Open Access Case Report

Spinal Cord Tethering: A Case Report of Anesthetic Considerations and Management for A Patient with Costello Syndrome

John Sciarra* and Graham Borysko

Department of Anesthesia, University of California, USA

Corresponding Author

Received Date: October 08, 2019;  Published Date: November 27, 2019


Costello syndrome (CS), aka faciocutaneoskeletal or FCS syndrome, is a rare genetic disorder that affects very few individuals worldwide, with reported estimates from as few as one in 300,000 to one in 1.25 million people. As it affects so few, there are not many studies and research available on this condition; it can present with any number of complications that can complicate the safe administration of anesthesia. These complications run the gamut from difficult airways to cardiac, neurological, gastrointestinal (GI), and many other issues as well. In this report, we discuss the administration of general anesthesia to a patient with CS who presented for surgery to correct spinal cord tethering. Hopefully, this case summary will lead to a greater understanding of the genetic mutation and will help anesthesia practitioners identify patients with CS.


Costello syndrome (CS), aka faciocutaneoskeletal, commonly called FCS syndrome, is a rare genetic disorder that affects many parts of the body with reported estimates ranging from as few as one in 300,000 to one in 1.25 million people [1]. Because it affects so few, there is a paucity of studies and research available on this condition.
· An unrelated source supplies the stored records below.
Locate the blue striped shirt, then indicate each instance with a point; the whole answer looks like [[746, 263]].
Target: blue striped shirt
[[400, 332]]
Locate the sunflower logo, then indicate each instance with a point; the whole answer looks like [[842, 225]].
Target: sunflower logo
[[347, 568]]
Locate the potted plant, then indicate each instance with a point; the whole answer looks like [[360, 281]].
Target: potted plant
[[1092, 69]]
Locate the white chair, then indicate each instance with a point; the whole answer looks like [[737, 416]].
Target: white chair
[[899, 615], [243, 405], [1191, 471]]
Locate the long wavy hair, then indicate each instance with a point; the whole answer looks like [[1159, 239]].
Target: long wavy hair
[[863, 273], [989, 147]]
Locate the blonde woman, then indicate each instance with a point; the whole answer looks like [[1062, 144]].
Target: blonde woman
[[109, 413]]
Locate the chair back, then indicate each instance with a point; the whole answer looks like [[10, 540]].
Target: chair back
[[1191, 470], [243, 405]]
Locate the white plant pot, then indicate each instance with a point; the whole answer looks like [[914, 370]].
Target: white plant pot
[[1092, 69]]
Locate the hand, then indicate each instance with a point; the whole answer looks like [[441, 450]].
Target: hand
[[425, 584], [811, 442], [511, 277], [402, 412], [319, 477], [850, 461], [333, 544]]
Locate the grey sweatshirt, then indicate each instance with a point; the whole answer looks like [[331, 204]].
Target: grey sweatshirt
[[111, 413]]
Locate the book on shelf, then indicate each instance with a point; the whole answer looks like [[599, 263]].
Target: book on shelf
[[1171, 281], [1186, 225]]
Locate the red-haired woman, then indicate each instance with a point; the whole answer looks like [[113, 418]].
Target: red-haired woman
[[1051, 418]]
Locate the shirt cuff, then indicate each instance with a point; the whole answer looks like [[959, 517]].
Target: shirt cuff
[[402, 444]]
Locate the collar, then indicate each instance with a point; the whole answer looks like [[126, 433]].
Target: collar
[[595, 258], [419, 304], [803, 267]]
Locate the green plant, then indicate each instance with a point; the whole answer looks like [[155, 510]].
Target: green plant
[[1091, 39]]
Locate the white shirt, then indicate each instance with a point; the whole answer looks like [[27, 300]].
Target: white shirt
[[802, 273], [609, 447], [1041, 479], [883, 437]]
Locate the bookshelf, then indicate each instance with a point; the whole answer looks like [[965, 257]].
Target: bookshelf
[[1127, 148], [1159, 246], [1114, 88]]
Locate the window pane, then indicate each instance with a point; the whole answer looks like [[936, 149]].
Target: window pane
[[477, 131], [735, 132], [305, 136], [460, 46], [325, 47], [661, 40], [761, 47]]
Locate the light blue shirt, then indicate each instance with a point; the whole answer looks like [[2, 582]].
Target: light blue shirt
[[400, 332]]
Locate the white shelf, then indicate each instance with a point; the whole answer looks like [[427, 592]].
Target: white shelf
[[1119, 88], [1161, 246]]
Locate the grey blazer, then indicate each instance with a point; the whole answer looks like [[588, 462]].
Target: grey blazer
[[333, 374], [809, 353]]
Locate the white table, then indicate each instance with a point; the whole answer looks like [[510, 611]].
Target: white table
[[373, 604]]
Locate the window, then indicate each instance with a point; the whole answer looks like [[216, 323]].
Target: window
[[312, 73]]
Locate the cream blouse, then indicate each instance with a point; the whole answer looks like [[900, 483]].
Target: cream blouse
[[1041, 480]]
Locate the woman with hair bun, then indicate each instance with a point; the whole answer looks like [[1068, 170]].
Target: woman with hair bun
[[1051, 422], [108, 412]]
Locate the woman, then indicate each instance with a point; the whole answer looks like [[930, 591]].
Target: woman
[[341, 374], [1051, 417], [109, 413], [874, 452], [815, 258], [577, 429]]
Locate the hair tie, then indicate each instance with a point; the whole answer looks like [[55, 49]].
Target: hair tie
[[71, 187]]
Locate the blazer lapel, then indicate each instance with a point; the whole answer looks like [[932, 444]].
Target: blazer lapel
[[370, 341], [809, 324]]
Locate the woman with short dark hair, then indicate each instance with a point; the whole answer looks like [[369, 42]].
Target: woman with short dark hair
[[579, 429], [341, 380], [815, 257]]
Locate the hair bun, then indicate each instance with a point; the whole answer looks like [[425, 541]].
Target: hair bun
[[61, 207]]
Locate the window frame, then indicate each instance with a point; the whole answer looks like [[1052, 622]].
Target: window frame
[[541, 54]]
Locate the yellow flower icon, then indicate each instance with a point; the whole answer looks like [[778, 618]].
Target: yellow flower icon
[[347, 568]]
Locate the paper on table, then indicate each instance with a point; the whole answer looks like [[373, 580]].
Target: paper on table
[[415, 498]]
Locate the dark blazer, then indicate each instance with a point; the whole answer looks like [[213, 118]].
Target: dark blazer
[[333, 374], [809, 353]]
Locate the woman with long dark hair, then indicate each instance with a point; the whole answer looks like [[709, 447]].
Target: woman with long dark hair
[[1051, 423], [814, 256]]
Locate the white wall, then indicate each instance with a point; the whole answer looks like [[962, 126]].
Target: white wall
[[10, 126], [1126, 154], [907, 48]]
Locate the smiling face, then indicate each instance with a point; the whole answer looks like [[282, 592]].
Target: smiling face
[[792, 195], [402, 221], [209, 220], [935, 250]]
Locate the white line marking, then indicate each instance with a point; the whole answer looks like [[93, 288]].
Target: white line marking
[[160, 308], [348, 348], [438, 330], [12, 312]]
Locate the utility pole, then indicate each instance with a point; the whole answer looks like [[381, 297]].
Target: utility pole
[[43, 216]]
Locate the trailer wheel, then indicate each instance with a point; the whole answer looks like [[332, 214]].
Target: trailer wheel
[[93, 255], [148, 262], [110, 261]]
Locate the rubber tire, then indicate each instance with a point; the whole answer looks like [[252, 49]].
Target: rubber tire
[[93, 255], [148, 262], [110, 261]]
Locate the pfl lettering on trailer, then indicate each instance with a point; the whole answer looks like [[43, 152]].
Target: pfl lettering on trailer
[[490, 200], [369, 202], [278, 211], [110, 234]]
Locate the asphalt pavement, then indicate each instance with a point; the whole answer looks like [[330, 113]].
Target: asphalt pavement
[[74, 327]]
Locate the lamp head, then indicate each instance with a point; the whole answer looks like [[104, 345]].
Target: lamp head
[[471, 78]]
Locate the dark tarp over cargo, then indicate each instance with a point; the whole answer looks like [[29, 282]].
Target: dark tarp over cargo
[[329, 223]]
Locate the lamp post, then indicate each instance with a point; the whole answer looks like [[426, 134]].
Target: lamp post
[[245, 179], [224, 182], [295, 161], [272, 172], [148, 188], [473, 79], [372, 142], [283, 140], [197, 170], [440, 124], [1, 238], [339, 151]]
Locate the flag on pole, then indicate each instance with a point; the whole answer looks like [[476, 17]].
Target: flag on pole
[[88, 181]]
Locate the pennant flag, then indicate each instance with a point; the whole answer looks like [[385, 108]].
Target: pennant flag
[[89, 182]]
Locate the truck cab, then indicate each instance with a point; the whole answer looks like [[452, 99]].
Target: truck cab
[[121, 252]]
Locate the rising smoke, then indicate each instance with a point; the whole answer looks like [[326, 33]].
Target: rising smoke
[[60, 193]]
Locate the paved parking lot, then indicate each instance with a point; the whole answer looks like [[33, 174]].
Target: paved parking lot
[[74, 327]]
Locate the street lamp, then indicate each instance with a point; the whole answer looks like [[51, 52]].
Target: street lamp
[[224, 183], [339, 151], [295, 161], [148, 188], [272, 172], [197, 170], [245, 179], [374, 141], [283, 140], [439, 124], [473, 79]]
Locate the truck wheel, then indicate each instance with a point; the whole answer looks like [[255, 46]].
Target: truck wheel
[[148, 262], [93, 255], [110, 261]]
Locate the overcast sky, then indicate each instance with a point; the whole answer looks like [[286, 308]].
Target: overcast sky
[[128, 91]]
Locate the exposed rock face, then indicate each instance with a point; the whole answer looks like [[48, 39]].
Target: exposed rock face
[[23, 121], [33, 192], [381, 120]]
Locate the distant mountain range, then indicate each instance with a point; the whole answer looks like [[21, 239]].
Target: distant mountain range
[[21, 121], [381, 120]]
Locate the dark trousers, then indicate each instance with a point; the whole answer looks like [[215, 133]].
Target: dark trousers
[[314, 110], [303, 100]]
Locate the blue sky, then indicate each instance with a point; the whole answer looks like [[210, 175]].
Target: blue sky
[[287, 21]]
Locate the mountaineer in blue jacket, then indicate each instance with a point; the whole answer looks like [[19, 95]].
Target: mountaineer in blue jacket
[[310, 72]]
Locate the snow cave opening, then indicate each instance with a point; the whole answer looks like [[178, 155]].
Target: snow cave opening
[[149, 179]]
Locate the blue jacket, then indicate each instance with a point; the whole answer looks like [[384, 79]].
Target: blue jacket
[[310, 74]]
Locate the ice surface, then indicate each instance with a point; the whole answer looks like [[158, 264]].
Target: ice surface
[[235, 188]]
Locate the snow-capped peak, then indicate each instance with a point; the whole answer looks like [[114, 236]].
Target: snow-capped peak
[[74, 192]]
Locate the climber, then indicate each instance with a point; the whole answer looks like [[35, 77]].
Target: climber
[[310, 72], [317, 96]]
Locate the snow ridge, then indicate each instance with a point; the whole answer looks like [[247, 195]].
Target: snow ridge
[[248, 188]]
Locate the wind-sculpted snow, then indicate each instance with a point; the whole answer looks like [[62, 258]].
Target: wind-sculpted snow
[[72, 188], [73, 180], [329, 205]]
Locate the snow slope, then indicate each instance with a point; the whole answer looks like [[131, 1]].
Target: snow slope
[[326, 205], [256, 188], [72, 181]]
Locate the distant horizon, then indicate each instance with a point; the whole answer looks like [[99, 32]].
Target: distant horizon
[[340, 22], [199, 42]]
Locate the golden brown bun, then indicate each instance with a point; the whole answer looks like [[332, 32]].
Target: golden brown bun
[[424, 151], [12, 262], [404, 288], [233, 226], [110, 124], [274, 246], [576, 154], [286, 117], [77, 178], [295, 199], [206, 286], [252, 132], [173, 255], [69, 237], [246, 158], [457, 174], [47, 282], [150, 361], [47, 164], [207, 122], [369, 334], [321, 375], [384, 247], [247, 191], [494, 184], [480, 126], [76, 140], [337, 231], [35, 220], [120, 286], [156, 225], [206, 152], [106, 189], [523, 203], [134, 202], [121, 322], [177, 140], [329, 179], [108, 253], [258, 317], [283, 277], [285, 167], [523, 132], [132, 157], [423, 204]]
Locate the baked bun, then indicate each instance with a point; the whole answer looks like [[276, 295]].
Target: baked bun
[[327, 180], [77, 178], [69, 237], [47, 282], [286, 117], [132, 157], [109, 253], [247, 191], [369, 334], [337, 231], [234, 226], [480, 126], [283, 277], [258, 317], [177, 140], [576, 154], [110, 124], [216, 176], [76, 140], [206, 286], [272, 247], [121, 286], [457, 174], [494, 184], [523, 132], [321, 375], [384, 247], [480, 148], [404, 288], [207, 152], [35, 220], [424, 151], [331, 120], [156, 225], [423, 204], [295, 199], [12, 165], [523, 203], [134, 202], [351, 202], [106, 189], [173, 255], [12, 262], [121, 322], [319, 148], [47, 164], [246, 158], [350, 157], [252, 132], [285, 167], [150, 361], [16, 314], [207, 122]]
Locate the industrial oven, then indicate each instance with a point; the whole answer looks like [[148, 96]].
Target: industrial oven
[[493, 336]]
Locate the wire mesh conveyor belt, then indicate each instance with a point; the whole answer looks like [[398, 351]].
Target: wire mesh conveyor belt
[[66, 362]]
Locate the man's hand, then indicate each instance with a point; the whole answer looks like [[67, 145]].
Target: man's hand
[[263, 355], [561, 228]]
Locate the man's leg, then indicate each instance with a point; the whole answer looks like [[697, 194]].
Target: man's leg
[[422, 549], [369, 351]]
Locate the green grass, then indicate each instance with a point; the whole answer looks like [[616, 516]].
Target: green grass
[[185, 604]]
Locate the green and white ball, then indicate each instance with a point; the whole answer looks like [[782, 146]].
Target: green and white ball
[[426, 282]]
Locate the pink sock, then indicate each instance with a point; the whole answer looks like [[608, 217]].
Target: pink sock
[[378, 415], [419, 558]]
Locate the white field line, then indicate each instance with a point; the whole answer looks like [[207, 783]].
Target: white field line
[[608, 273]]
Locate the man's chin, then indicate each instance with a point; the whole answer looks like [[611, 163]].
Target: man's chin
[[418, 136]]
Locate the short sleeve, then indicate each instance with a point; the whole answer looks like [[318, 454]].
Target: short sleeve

CS can present with any number of complications that can complicate the safe administration of anesthesia; many of them are thought to result from cell overgrowth and abnormal cell division [1], and run the gamut from difficult airways to cardiac, neurological, GI, and many others issues as well. In this case report, we discuss the administration of general anesthesia to a patient with CS who presented for a laminectomy to correct spinal cord tethering.

Case Presentation

The patient was a 13-year-old female (25.95 kg), presenting for lumbar laminectomy for untethering of the spinal cord. Past medical history is significant for CS, with presumably associated developmental delay, and cardiomyopathy. The preoperative exam showed a well-nourished female with facial features characteristic for CS. She also demonstrated bilateral ulnar deviation of the wrists and fingers. Past surgical history includes Nissen fundoplication, gastrostomy tube placement and removal, port placement and removal, pelvic sarcoma removal, and bilateral femoral osteotomy.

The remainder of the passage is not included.